Opéra, 22 janvier
Après Le nozze di Figaro, en 2018 (voir O. M. n° 137 p. 56 de mars), le deuxième volet de la « trilogie Mozart/Da Ponte » par Daniel Benoin, à l’Opéra Nice Côte d’Azur, s’inscrit dans une certaine tradition des premières représentations documentées de l’œuvre. Et même si un problème technique sur un vidéoprojecteur, le 22 janvier, n’a pas permis au metteur en scène de présenter son travail dans son intégralité, cela ne nous a pas empêché pour autant d’apprécier le dispositif.
Comme en 1905 au Hofoper de Vienne, Daniel Benoin comprime les successions de tableaux en une unité de lieu : la chambre à coucher de Don Giovanni, symbolisée par un lit démesurément grand. Deux portes de chaque côté permettent aux chanteurs d’aller et venir. Pour le souper final, un plateau élévateur, sous le drap, transforme une partie du lit en table à manger – le drap faisant aussi office de nappe. Des rideaux coulissants séparent la chambre du fond de scène, qui sert tantôt de salle de bal, tantôt de jardin.
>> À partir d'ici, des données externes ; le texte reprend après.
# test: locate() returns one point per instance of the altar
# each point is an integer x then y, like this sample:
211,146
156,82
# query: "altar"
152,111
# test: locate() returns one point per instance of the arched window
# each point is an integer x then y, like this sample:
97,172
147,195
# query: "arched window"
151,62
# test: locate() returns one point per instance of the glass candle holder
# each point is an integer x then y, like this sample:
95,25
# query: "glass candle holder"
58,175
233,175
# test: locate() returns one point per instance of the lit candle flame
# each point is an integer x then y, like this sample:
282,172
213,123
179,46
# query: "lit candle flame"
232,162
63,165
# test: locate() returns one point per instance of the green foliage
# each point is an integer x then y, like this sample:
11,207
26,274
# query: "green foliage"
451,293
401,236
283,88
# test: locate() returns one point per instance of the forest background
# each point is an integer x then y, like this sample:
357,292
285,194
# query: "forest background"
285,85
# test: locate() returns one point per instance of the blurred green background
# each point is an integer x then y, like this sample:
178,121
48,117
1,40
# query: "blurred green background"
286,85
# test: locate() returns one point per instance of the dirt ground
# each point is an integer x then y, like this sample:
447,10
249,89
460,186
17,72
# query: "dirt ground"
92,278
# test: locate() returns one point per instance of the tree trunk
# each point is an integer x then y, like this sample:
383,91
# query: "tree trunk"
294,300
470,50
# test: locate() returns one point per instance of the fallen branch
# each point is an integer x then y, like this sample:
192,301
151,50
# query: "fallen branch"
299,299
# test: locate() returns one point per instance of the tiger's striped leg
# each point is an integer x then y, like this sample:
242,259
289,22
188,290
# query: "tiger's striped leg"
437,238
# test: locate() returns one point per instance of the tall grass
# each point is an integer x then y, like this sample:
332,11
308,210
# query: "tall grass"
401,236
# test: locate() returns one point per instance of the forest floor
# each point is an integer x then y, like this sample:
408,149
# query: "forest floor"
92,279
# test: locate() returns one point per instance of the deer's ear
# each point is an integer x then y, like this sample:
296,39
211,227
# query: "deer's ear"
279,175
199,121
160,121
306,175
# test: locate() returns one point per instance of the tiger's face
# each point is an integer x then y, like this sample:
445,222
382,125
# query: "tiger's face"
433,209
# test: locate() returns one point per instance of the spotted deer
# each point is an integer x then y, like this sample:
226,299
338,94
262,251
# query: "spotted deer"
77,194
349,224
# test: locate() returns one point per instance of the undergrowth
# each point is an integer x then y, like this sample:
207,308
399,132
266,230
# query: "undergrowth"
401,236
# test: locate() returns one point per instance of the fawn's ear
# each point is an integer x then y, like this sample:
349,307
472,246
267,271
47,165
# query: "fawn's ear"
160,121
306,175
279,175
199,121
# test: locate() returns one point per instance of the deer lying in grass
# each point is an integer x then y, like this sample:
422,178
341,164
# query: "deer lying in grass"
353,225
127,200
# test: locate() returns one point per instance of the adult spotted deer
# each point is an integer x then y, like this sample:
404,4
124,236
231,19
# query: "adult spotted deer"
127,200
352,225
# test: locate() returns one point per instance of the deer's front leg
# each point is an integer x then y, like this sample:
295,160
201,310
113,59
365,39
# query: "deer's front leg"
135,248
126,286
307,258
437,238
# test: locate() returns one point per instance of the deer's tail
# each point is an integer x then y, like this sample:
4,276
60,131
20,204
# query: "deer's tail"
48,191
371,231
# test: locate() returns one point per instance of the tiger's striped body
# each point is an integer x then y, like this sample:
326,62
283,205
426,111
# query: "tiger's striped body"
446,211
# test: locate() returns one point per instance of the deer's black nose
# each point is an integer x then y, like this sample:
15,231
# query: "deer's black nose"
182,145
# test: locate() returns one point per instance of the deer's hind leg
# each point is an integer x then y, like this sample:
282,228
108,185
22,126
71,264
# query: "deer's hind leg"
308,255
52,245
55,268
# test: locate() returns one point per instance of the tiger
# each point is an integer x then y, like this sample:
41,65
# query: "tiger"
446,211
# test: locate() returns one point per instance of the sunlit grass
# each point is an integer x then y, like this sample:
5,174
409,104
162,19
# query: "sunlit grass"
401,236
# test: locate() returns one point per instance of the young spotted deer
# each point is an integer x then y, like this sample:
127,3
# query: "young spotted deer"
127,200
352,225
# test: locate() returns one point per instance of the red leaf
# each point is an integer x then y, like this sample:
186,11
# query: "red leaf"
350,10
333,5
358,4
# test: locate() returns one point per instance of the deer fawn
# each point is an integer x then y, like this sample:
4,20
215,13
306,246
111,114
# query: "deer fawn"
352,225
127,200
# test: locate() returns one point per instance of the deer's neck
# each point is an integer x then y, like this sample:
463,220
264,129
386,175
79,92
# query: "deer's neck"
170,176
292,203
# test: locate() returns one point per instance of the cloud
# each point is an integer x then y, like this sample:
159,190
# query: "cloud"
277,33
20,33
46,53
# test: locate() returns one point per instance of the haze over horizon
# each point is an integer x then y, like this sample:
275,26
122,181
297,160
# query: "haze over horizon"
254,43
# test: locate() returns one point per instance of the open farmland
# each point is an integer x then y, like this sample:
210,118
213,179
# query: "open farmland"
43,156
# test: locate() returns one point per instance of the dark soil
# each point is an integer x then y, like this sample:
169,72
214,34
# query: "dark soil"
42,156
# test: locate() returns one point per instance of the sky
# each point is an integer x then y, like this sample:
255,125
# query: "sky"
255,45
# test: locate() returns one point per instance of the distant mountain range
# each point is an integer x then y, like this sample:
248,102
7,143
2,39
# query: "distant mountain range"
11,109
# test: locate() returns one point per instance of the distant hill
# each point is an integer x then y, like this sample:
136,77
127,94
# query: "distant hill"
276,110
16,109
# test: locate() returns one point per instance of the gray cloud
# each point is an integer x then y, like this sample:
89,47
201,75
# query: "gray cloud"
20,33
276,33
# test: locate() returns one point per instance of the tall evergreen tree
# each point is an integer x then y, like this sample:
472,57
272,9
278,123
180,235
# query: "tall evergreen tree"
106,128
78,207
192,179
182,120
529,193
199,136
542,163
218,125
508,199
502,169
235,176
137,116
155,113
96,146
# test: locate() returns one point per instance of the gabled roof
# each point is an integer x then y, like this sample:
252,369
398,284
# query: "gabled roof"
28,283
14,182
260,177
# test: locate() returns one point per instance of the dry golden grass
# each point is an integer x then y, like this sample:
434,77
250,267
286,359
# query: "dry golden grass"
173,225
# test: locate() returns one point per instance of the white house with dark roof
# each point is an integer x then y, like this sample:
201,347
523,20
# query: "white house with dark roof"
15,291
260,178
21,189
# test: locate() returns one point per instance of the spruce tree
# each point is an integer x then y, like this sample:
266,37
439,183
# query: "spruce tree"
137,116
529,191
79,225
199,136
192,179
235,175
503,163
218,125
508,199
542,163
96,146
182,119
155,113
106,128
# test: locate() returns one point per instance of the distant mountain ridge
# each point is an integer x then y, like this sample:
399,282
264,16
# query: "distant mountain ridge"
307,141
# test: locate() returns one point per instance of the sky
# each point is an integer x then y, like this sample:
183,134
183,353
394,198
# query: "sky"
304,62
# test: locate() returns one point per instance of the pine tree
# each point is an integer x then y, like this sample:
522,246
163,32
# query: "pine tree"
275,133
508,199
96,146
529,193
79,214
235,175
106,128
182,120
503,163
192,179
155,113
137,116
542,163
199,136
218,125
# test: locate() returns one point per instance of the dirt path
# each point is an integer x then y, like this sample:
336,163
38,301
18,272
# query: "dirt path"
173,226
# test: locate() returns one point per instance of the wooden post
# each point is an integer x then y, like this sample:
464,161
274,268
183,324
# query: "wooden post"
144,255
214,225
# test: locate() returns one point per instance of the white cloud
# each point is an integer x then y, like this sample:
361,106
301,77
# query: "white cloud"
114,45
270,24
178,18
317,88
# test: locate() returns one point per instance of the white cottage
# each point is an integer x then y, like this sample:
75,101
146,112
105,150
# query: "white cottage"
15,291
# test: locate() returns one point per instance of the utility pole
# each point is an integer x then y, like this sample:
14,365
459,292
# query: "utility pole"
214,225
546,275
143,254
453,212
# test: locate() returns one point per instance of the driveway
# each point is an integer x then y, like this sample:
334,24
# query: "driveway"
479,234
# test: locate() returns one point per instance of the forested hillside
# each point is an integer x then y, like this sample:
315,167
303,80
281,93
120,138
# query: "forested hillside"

Entre autres avantages, ce dispositif permet d’alterner facilement morceaux d’ensemble et tableaux plus intimes. Outre les très beaux costumes signés Nathalie Bérard-Benoin, on louera le soin particulier apporté aux éclairages (jeu de contrastes entre la lumière et l’obscurité).
Dans la distribution féminine, la Donna Elvira d’Alessandra Volpe est la plus attachante. Dès son entrée, la mezzo italienne installe le caractère de son héroïne, femme meurtrie par l’inconstance de Don Giovanni. Son phrasé élégant (ses « r » bien ciselés) éclaire avec d’autant plus d’intérêt son courroux.
Natalya Pavlova campe une Donna Anna assez digne, mais un peu en retrait, d’autant que la souplesse fait défaut dans le registre aigu. Gracieuse Comtesse Almaviva, la saison dernière, Veronica Granatiero est une Zerlina des plus naturelles. Son timbre fruité et coloré s’accorde parfaitement au caractère piquant du personnage.
Côté masculin, le jeune baryton ukrainien Andrei Kymach a la voix qui convient pour Don Giovanni, mais sans le sex-appeal nécessaire. Son incarnation paraît bien sage en regard du cynisme du héros mozartien, quand elle ne manque pas de conviction (« Là ci darem la mano »). Pourquoi, aussi, le faire courir d’un bout à l’autre de la chambre dans sa confrontation finale avec le Commandeur, alors qu’il est censé ne pas avoir peur ?
Mirco Palazzi possède une bonne voix de basse, qui sied à Leporello. Il prend à cœur son personnage, sans en rajouter dans le côté comique. Matteo Falcier est un Don Ottavio clair et sonore, Daniel Giulianini campant un Masetto de premier ordre, plein d’entrain et de diction impeccable. Ramaz Chikviladze, enfin, qui chante depuis la coulisse son « Don Giovanni, a cenar teco », trouve le ton juste en Commandeur, dans un style empreint de noblesse et d’autorité.
Au pupitre, György G. Rath évite les tempi trop lents, tout en veillant à un certain équilibre entre la fosse et le plateau. L’Orchestre Philharmonique de Nice rend brillamment compte, tout particulièrement dans l’avant-dernière scène, de l’intensité funèbre de l’action.